In the end, the report states, Phase III—the lifting of social distancing restrictions—can only be accomplished when there are “safe and effective tools for mitigating the risk of COVID-19,” including broad surveillance, approved drug treatments, and/or a safe and effective vaccine. Ultimately, the US will also have to invest in steps to expand hospital and ICU capacity, increase supplies of PPE, and implement enhanced outbreak surveillance and data-sharing. Special protections for “vulnerable” populations (eg, seniors and those with preexisting health conditions) will also need to be considered.

However, the authors emphasize, states cannot even consider moving to these next phases until there is a sustained reduction in cases for at least 14 days, hospitals are safely able to treat all patients, testing is available for all people with COVID-19 symptoms, and active monitoring of confirmed cases and contacts is possible. Most, if not all, are likely months away from these minimum thresholds—if not longer.

Even when/if the country can move past the current pandemic, if nothing else, COVID-19 has demonstrated that the US needs to be better prepared for future disease outbreaks.
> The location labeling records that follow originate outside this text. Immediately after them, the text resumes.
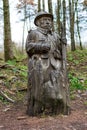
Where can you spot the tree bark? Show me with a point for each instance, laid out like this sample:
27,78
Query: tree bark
58,15
39,5
71,13
8,50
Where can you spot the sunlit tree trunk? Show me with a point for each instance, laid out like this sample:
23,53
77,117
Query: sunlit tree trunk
78,31
50,9
8,52
64,16
71,13
43,3
39,5
58,14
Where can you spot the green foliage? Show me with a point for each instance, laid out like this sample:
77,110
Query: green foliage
75,84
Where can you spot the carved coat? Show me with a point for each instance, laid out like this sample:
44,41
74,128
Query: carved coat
45,66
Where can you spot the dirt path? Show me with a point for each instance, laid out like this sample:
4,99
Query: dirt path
13,117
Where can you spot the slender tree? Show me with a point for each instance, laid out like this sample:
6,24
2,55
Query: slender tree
64,16
71,14
77,22
39,5
50,8
58,14
43,3
8,50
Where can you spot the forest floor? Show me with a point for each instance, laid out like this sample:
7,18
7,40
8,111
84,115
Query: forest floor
13,80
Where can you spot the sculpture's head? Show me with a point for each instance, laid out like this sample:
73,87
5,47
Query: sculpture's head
43,20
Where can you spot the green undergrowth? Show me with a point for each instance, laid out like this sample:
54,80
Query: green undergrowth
13,74
77,69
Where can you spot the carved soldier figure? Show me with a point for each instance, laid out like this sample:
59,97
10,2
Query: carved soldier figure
47,90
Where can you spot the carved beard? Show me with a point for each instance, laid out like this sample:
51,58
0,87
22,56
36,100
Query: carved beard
47,27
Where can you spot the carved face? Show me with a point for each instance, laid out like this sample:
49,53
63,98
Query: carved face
45,22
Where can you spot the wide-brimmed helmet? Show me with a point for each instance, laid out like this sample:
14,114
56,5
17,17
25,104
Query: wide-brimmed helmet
42,14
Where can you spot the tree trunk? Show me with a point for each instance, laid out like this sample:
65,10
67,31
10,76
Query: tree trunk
43,3
71,13
39,5
78,31
8,52
64,17
50,9
58,14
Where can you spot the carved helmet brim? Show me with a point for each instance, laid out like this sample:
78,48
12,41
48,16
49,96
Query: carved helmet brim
42,14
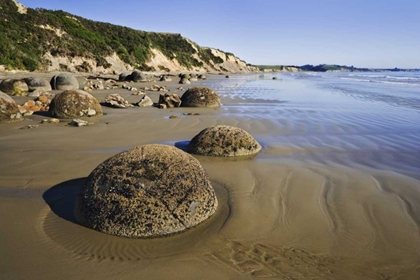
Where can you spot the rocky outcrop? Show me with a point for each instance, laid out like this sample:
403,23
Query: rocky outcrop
148,191
9,111
14,86
38,85
74,104
64,81
42,103
223,141
184,81
200,97
115,100
170,100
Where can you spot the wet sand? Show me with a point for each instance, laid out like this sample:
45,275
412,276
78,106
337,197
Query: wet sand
312,205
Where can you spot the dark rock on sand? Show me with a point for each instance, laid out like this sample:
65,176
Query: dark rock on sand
64,81
170,100
117,101
14,86
200,97
37,84
145,101
223,141
74,104
9,111
137,76
148,191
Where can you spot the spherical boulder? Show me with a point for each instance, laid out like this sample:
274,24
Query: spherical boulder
223,141
9,111
200,97
64,81
147,191
74,104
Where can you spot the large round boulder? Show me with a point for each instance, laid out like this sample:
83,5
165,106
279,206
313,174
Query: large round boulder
37,84
200,97
9,111
64,81
223,141
14,86
74,104
147,191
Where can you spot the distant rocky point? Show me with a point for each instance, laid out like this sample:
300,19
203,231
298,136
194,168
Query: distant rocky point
46,40
328,68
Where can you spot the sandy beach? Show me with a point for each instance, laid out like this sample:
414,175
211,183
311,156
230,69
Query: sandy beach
330,196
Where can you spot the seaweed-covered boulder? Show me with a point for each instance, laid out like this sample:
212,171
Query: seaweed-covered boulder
74,104
64,81
147,191
137,76
38,85
14,86
200,97
170,100
9,111
223,141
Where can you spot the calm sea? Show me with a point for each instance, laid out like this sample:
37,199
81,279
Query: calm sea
367,120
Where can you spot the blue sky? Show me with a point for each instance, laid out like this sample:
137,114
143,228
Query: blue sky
363,33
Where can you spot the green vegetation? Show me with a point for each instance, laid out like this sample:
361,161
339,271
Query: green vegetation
25,38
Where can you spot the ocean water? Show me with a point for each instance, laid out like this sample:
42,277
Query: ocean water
367,120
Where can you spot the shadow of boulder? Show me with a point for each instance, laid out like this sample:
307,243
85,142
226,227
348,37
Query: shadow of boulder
62,198
182,145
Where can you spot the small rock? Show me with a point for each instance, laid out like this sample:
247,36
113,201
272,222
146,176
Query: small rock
170,100
79,122
145,101
191,114
115,100
27,113
53,120
184,81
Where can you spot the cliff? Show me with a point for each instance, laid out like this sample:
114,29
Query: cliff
45,40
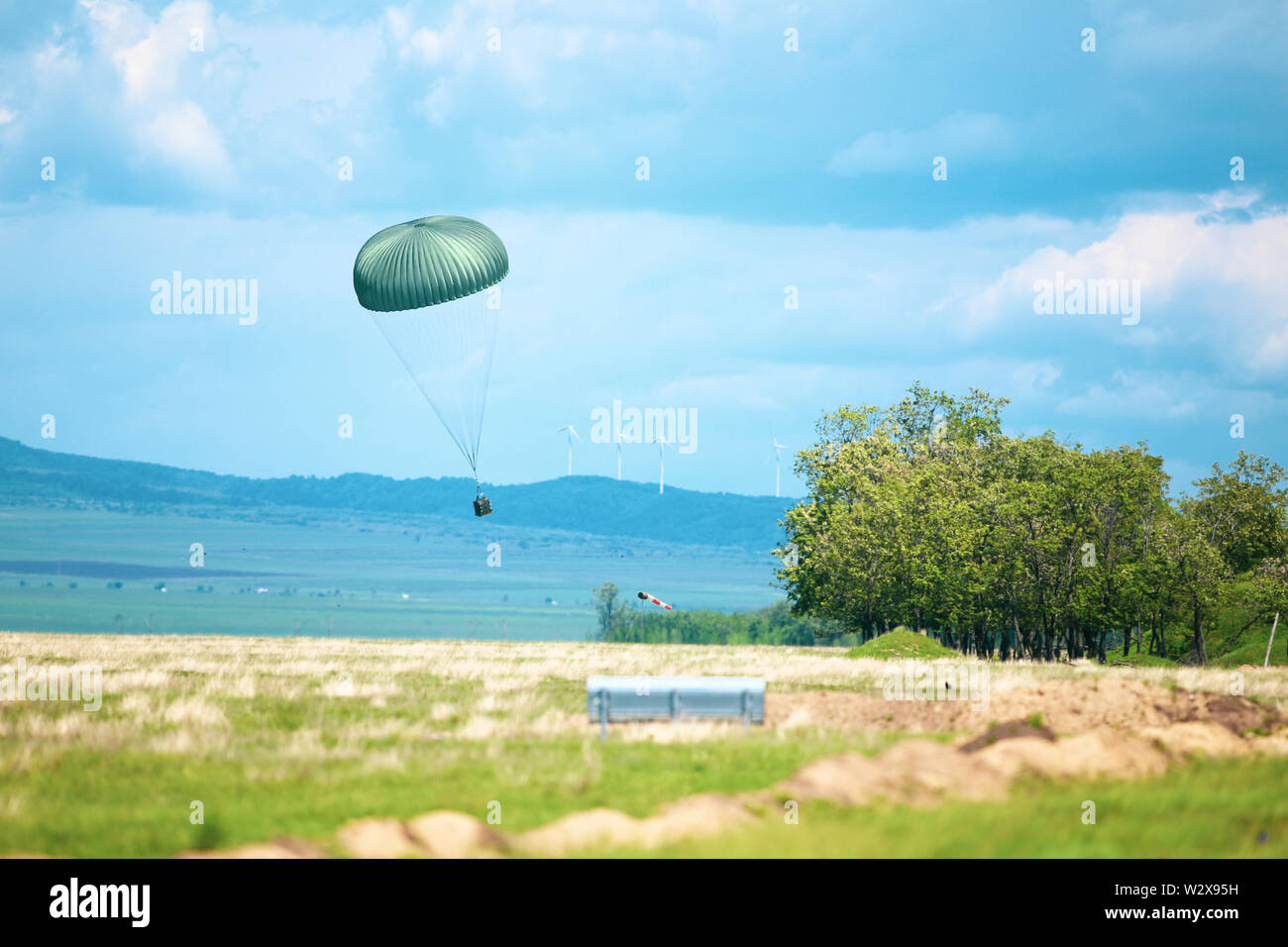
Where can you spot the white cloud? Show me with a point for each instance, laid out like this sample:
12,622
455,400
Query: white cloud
962,136
1203,279
185,138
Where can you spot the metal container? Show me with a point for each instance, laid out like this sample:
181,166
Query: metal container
644,697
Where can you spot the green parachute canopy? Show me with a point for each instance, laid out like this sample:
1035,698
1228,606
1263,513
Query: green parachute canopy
426,262
424,282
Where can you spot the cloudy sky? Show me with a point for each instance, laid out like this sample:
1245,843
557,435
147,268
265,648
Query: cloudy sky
787,146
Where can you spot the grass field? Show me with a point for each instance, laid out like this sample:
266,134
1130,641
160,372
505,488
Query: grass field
339,577
296,737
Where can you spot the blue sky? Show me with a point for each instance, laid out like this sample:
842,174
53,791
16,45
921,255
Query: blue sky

This includes modernization of the country’s health system, as well as additional investment to speed the development of new vaccines against emerging diseases. Public health experts have been warning the world about pandemics for decades; the current one needs to serve as an important lesson for all.

“If you don’t have basic level of safety against unconstrained illness, people are not going to get back to business,” McClellan said. “We have to use this as an opportunity to improve our public health infrastructure if we are ever going to return to some degree of normalcy, and a functioning economy. That is going to take a collaborative effort between federal, state, and local governments, as well as public health leaders. We will need to have a very strong foundation not only for preventing the next waves of COVID-19, should they occur, but for future public health crises as well. And we’ll have to right, and in a very modern way, using all of the technology and tools available to us.”